Muhalif ses ve savlar hukuk ve demokrasi üzerinde yoğunlaşmakta, iktidarın ömür boyu koltuk hevesi üzerinde durmaktadır. Olağanüstü hal durumuyla iktidarın itibar suikastı yaratarak “İç cepheyi sağlamlaştırma” gayreti diye işlenmektedir. CHP, diploma iptalini yok hükmünde saymakta, “Masumiyet karnesinin ihlali” şeklinde yorumlayıp, devlet imkanlarının “Aparat” olarak kullanıldığı şeklinde propaganda türetmektedir. İnsanları konuşturan çevresi, destekçileri, hayalleri, ulaşmak istediği hedefleri, idealleri, ülküleridir. Üniversite gençliği umutsuzluğunu, "Hiç bir işe yaramayan bir mesleğin eğitimini alıyoruz" endişesiyle ifade etmekte ve bunu eğitim sisteminin beka sorunu, gelecek endişesi görmekte, güvensizlik hissetmektedir.


CHP’nin, adayı belirleme sandığı seçmende bir miktar heyecan yaratmıştır. Nevruzla birlikte demokrasi ve hukuk eylemleri siyaseti bir yeni atmosfere sürüklemiştir. Gelişmeler demokrasi sorunu niteliğinde değerlendirilmektedir. Politika, “Terörsüz Türkiye Yüzyılı" kavramıyla sürtüşen siyasal iklime evrilmiştir. Halk, eylemleri nevruzla birlikte, nevruz havasıyla yeni bir liman arayışına doğru sürüklemektedir.
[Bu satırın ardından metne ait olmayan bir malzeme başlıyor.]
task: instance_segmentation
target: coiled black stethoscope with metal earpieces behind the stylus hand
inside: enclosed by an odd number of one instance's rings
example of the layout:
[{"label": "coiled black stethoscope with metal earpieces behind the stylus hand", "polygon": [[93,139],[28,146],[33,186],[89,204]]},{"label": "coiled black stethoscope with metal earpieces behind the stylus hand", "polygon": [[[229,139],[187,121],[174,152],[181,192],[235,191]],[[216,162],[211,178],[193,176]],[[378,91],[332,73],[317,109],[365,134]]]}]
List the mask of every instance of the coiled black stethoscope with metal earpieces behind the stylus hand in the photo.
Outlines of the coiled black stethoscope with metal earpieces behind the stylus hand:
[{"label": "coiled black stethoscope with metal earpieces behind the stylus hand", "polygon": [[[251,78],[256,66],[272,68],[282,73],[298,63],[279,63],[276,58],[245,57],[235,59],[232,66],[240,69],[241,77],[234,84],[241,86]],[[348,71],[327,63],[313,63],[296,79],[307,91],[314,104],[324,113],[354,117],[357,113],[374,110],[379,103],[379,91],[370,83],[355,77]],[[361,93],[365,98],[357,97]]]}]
Nevruz, Ergenekon’dan çıkış ve Bozkurt destanında baharın müjdecisi, güzel günlerin habercisidir. İktidar ve muhalefetin yeni güne daha yeni iyilik ve güzellik umuduyla gelişen diriliş ve uyanış trendiyle pekiştirmesine ihtiyaç vardır. Kin, nefret, küfür, kaos derken miting, protesto, provokasyon endişesi artmaktadır. Her geçen gün büyüyen gösteri ve eylemler Alanya sokaklarına da yansımıştır.


“Her şey çok güzel olacak!” sloganın mucidi, 21 yaşındaki, Berkay da tutuklanarak tarihe geçmiştir. Mitingler arife günü Saraçhane’den Maltepe’ye taşınmıştır. Politik kaos büyümektedir. Bayram, partileri barıştıramamıştır. Ancak ilk defa MHP ile DEM el sıkıştı. Anayasal açıdan doğru adımdır. Bazılarının düşman görünümlü dostları vardır. İktidarın mezar taşı polemiği fay hatlarını iyice germiştir. İmralı süreci, diğer yandan kayyum atamaları, Özdağ'ın Silivri süreci, nihayet “İmamoğlu’nun diplomasının iptali, tutuklanması” bardağı taşıran son damla protestoları tetiklemiş, siyasete irtifa kaybettirmiş, CHP’yi kurultaya sürüklemiştir. “Her şeyin çok güzel olup olmayacağını” yeni gelişmeler gösterecektir.